Gagal panen karena tikus adalah kesedihan besar bagi para petani.
Dalam semalam, hasil kerja berbulan-bulan bisa lenyap akibat serangan tikus. Tak hanya kerugian materi yang dirasakan, tapi juga kelelahan, waktu, dan harapan yang ikut hancur.
Sudah berbagai cara dicoba untuk menanggulangi serangan tikus—dari gropyokan yang menguras tenaga, racun yang berbahaya, emposan yang rumit, hingga penangkaran burung hantu yang tak kunjung efektif. Namun, hasilnya tetap sama: ladang rusak, panen gagal.
Di tengah kegelisahan ini, muncul secercah harapan dari kearifan lokal. Bioyoso, sebuah ramuan alami yang ditemukan oleh Mbah Yoso, menjadi solusi baru yang menjanjikan. Ramuan ini tidak hanya menyingkirkan tikus dari lahan, tetapi juga memutus rantai perkembangbiakan mereka secara ramah lingkungan dan berkelanjutan."
Bioyoso adalah ramuan alami yang dirancang sebagai umpan sistemik untuk hama tikus. Ketika tikus memakan umpan ini, efek yang ditimbulkan antara lain kemandulan, kerontokan gigi, dan akhirnya kematian dalam waktu sekitar dua minggu. Bioyoso sudah terbukti efektif di lahan pertanian milik Mbah Yoso dan telah digunakan oleh masyarakat sekitar.

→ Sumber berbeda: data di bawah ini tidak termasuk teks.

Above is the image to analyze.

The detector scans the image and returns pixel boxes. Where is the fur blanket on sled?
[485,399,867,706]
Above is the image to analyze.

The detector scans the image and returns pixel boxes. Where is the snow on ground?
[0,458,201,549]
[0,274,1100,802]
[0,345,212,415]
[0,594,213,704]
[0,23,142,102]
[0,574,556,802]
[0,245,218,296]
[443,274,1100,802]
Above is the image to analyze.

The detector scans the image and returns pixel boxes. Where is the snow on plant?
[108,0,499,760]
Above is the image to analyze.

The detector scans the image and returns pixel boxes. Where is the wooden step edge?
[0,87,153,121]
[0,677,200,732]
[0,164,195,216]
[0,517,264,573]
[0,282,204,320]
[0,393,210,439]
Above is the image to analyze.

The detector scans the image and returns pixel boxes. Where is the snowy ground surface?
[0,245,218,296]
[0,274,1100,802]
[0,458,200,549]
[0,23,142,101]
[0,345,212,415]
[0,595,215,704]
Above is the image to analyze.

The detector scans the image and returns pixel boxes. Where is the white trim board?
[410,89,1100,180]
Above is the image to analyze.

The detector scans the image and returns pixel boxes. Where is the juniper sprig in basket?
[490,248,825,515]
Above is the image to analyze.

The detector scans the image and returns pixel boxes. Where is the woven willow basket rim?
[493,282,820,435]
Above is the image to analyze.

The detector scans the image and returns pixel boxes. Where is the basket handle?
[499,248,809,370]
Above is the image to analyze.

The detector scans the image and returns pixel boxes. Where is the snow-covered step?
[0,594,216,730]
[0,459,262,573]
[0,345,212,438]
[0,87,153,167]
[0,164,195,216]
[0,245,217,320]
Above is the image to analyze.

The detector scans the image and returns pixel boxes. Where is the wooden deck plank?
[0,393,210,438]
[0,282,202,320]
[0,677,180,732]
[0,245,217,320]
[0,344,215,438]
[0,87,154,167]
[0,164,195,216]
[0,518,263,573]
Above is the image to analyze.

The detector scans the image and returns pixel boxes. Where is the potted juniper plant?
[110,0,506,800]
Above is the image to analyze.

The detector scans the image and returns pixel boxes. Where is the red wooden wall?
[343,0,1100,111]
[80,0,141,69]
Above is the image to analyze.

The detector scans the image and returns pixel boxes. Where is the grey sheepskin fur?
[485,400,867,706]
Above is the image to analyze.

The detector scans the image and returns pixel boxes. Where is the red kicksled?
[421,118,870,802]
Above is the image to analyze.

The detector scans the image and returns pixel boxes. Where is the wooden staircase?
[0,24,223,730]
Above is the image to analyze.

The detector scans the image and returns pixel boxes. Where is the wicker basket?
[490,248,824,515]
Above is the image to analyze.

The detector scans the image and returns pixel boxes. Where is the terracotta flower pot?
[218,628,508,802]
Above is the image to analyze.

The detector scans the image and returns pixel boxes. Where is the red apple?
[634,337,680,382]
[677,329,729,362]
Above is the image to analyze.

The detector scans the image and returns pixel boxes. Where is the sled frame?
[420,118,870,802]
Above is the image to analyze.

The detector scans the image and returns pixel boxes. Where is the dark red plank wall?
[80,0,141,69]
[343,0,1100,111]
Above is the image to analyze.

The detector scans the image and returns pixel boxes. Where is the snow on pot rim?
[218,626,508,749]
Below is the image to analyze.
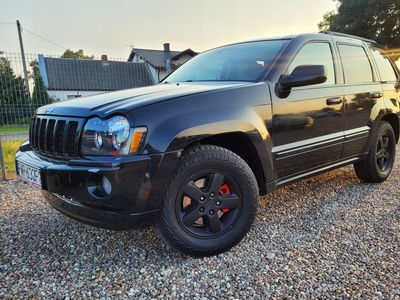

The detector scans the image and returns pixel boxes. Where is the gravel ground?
[0,148,400,299]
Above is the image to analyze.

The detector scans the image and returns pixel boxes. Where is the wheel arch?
[381,114,400,143]
[187,132,266,195]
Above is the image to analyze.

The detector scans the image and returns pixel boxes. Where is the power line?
[22,27,67,50]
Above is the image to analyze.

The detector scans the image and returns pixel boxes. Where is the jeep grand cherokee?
[16,32,400,256]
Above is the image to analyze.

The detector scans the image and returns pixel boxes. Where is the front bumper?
[16,146,175,230]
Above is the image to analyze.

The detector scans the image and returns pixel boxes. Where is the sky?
[0,0,336,59]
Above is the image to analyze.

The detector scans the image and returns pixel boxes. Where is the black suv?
[16,32,400,256]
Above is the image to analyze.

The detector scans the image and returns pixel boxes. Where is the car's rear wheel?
[354,121,396,182]
[157,145,258,256]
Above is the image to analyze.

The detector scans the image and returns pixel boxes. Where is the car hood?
[36,82,250,117]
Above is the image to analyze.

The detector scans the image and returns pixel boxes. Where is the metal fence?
[0,52,154,180]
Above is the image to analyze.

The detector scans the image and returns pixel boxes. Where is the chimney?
[101,54,108,66]
[164,43,170,52]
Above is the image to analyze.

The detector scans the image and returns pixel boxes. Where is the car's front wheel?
[354,121,396,182]
[157,145,258,256]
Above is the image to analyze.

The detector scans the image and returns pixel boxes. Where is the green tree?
[61,49,94,59]
[318,0,400,60]
[0,51,29,125]
[29,60,53,107]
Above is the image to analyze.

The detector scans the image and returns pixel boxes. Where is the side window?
[338,45,374,83]
[288,42,336,84]
[371,48,397,81]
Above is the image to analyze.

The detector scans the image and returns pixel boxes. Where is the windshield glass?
[164,40,289,82]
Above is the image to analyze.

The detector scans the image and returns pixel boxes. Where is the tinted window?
[287,43,336,84]
[371,48,397,81]
[339,45,374,83]
[165,40,289,82]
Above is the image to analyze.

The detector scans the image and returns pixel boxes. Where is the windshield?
[164,40,289,82]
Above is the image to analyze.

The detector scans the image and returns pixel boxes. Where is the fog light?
[101,176,112,195]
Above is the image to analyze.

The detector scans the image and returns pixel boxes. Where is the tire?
[157,145,258,256]
[354,121,396,183]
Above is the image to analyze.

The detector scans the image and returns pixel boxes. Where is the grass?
[0,140,24,179]
[0,125,29,134]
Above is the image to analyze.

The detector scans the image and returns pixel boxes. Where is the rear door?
[338,43,384,158]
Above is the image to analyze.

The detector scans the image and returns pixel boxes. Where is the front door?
[271,42,344,179]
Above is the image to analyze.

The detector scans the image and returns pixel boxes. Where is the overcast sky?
[0,0,336,59]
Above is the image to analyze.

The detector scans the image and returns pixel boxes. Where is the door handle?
[371,92,382,99]
[326,97,343,105]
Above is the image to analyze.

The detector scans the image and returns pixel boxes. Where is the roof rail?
[319,30,377,44]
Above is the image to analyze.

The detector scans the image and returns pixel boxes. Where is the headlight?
[81,116,147,155]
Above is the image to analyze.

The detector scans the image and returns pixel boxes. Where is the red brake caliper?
[219,183,231,213]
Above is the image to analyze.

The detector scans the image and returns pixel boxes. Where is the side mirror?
[279,65,328,92]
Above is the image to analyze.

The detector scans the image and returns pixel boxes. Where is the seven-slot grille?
[29,116,83,159]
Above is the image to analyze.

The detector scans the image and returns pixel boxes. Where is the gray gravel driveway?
[0,148,400,299]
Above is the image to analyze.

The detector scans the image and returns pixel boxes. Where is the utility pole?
[17,20,31,98]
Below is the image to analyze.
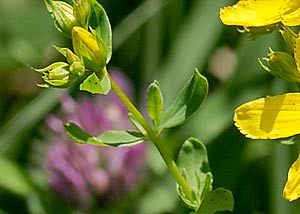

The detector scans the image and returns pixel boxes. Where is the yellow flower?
[283,154,300,201]
[220,0,300,27]
[72,27,107,71]
[233,93,300,139]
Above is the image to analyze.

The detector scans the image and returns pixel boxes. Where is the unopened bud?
[45,0,79,37]
[73,0,91,28]
[70,62,85,76]
[259,49,300,82]
[72,27,107,71]
[35,62,70,87]
[54,45,80,64]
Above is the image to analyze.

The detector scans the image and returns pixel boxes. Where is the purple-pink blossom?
[45,71,147,209]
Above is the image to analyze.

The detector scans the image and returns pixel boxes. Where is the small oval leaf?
[197,188,234,214]
[159,70,208,129]
[89,0,112,63]
[65,123,146,147]
[80,72,111,95]
[176,138,212,210]
[94,130,145,146]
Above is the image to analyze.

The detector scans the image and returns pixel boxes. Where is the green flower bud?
[45,0,79,37]
[279,25,297,52]
[72,27,107,71]
[73,0,91,28]
[70,62,85,76]
[259,49,300,83]
[54,45,80,65]
[35,62,70,87]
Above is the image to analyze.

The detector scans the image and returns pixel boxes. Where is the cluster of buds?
[36,0,111,93]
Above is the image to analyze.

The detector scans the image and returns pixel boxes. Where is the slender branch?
[108,75,192,198]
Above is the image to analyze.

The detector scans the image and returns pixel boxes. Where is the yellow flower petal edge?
[283,154,300,201]
[233,93,300,139]
[294,32,300,71]
[220,0,300,27]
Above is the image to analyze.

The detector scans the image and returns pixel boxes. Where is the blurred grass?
[0,0,299,214]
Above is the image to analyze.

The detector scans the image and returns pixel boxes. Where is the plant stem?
[108,74,192,198]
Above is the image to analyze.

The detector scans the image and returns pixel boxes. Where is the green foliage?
[197,188,234,214]
[80,72,111,94]
[176,138,212,210]
[159,70,208,129]
[177,138,233,214]
[89,0,112,63]
[65,123,145,147]
[0,158,33,196]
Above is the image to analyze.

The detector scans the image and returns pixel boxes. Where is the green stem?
[108,75,192,198]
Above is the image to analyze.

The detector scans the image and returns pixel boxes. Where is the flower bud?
[259,49,300,82]
[35,62,70,87]
[279,25,297,52]
[70,62,85,76]
[72,27,107,71]
[45,0,79,37]
[73,0,91,28]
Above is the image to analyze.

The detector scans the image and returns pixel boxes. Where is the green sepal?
[128,112,147,136]
[89,0,112,63]
[176,138,213,211]
[65,123,145,147]
[80,72,111,95]
[279,25,298,53]
[197,188,234,214]
[147,80,163,127]
[159,69,208,129]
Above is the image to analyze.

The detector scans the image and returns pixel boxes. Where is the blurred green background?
[0,0,300,214]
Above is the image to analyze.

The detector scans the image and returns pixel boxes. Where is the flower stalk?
[109,73,192,198]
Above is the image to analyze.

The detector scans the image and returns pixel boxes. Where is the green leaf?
[147,80,163,125]
[80,72,111,95]
[65,123,92,144]
[197,188,234,214]
[65,123,145,147]
[128,112,147,135]
[95,130,145,146]
[0,158,33,196]
[89,0,112,63]
[176,138,212,210]
[159,70,208,129]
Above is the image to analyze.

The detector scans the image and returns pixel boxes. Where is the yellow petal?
[294,32,300,71]
[233,93,300,139]
[220,0,300,27]
[283,154,300,201]
[282,1,300,26]
[220,0,286,27]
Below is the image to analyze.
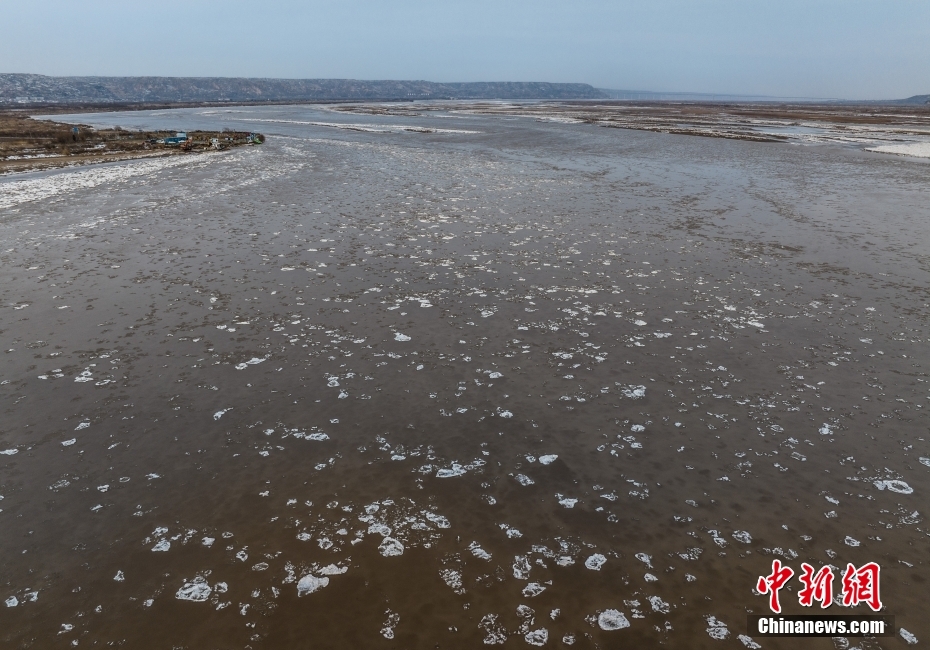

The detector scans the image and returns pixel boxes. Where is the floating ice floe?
[378,537,404,557]
[175,576,213,603]
[597,609,630,632]
[620,386,646,399]
[732,530,752,544]
[439,569,465,596]
[478,614,507,645]
[297,575,329,597]
[523,582,546,598]
[898,627,917,645]
[512,555,532,580]
[704,616,730,641]
[646,596,672,614]
[436,463,468,478]
[872,479,914,494]
[236,357,267,370]
[584,553,607,571]
[523,628,549,646]
[468,542,491,560]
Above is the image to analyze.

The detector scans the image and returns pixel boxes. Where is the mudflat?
[0,106,930,649]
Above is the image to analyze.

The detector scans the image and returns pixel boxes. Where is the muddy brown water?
[0,107,930,649]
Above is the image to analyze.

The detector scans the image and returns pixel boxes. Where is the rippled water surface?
[0,107,930,649]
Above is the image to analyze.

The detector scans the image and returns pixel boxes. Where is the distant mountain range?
[0,73,930,106]
[598,88,930,105]
[0,74,607,105]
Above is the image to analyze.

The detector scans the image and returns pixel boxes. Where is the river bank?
[0,110,264,174]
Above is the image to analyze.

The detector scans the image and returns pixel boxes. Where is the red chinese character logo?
[843,562,882,612]
[756,560,794,614]
[798,562,833,609]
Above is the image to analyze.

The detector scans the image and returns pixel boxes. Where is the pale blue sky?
[0,0,930,99]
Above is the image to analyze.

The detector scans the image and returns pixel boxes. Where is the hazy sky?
[7,0,930,99]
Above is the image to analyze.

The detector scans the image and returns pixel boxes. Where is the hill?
[0,74,607,105]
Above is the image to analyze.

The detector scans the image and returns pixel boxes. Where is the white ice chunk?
[523,628,549,646]
[297,575,329,597]
[175,576,213,603]
[597,609,630,632]
[523,582,546,598]
[872,479,914,494]
[378,537,404,557]
[733,530,752,544]
[584,553,607,571]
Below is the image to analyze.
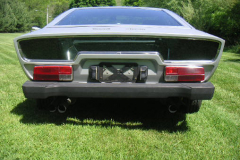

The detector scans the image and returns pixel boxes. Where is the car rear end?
[15,7,224,113]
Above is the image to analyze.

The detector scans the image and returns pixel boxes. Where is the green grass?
[0,34,240,160]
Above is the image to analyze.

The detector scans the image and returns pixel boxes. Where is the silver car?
[14,7,225,113]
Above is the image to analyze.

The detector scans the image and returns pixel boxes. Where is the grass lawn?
[0,34,240,160]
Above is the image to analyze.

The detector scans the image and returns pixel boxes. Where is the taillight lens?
[165,66,205,82]
[33,66,73,81]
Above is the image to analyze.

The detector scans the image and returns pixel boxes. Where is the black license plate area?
[99,62,139,83]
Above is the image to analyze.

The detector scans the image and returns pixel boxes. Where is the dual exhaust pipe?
[49,98,76,113]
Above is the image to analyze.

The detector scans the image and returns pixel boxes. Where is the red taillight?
[33,66,73,81]
[165,67,205,82]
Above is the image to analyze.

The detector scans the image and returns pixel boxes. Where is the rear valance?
[19,37,221,60]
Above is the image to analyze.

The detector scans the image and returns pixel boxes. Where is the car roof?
[46,6,194,29]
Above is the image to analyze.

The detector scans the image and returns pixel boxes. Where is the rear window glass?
[57,8,182,26]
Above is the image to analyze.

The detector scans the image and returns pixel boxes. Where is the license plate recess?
[99,62,139,83]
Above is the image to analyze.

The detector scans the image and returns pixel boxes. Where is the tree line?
[0,0,240,44]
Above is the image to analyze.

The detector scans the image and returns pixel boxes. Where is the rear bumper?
[22,81,214,100]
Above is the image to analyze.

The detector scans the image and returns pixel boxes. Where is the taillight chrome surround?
[164,66,205,82]
[33,66,73,81]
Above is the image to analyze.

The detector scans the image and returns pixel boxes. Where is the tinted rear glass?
[57,8,181,26]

Bioyoso berawal dari keprihatinan seorang petani senior bernama Yoso Martono Suyadi, atau yang lebih dikenal sebagai Mbah Yoso, yang tinggal di Desa Tegalsari, Kecamatan Weru, Kabupaten Sukoharjo. Bertahun-tahun ia menyaksikan lahan pertanian miliknya dan milik tetangga-tetangganya hancur akibat serangan tikus yang tak kunjung bisa dikendalikan.
Berbekal pengetahuan tradisional dan kecintaannya pada pertanian, Mbah Yoso mulai bereksperimen dengan berbagai bahan alami yang tersedia di sekitarnya. Ia mencari alternatif yang tidak hanya efektif membasmi tikus, tetapi juga aman bagi tanah, tanaman, dan makhluk hidup lain di lingkungan tersebut. Setelah melalui berbagai percobaan, lahirlah sebuah ramuan unik yang kemudian diberi nama "Bioyoso"—singkatan dari 'Biologi Yoso'.
Ramuan ini pertama kali diuji di lahan miliknya, dan hasilnya sangat mengejutkan. Tikus yang mengonsumsi umpan Bioyoso mengalami kemandulan, kerontokan gigi, dan mati secara perlahan dalam dua minggu. Keberhasilan ini menyebar dari mulut ke mulut, dan para petani di sekitar mulai ikut menggunakan Bioyoso di lahan mereka.
Berbagai pihak, termasuk pemerintah, mulai melirik inovasi ini. Hingga akhirnya, pada 22 Juni 2022, Mbah Yoso dianugerahi penghargaan oleh Menteri Pertanian RI atas kontribusinya menciptakan pestisida nabati inovatif. Bioyoso kini dikenal sebagai solusi lokal yang berdampak nasional.
- 1 kg kulit pohon kamboja
- 1 kg umbi gadung
- 1 kg bekatul
- 1 kg ikan segar
- 10 butir ragi tape
- 1/4 kg beras
- Tumbu
- Plastik
- Alas penjemur
1. Rajang kasar kulit pohon kamboja.
2. Potong kecil umbi gadung.
3. Masukkan semua bahan ke dalam tumbu.
4. Tumbuk semua bahan hingga halus.
5. Bentuk adonan menjadi bulatan kecil menggunakan plastik.
6. Jemur hingga benar-benar kering.
7. Simpan dan aplikasikan Bioyoso dalam plastik saat siap digunakan.
Gadung
...
Kulit Pohon Kamboja
...
Proses Penumbukan Bahan
...
Hasil
...
Pada 22 Juni 2022, Mbah Yoso menerima penghargaan dari Menteri Pertanian RI, Syahrul Yasin Limpo. Ia diakui sebagai inovator dalam kategori pembuat pestisida nabati pemandul dan perontok gigi tikus. Inovasi Bioyoso kini menjadi bagian penting dari upaya mendukung pertanian yang ramah lingkungan dan berkelanjutan di Kabupaten Ngawi dan sekitarnya.
Dengan Bioyoso, para petani kini memiliki alternatif alami yang efektif untuk melindungi lahan mereka dari serangan tikus, tanpa merusak lingkungan. Inovasi lokal ini menjadi bukti bahwa solusi cerdas bisa lahir dari desa dan memberikan dampak nasional.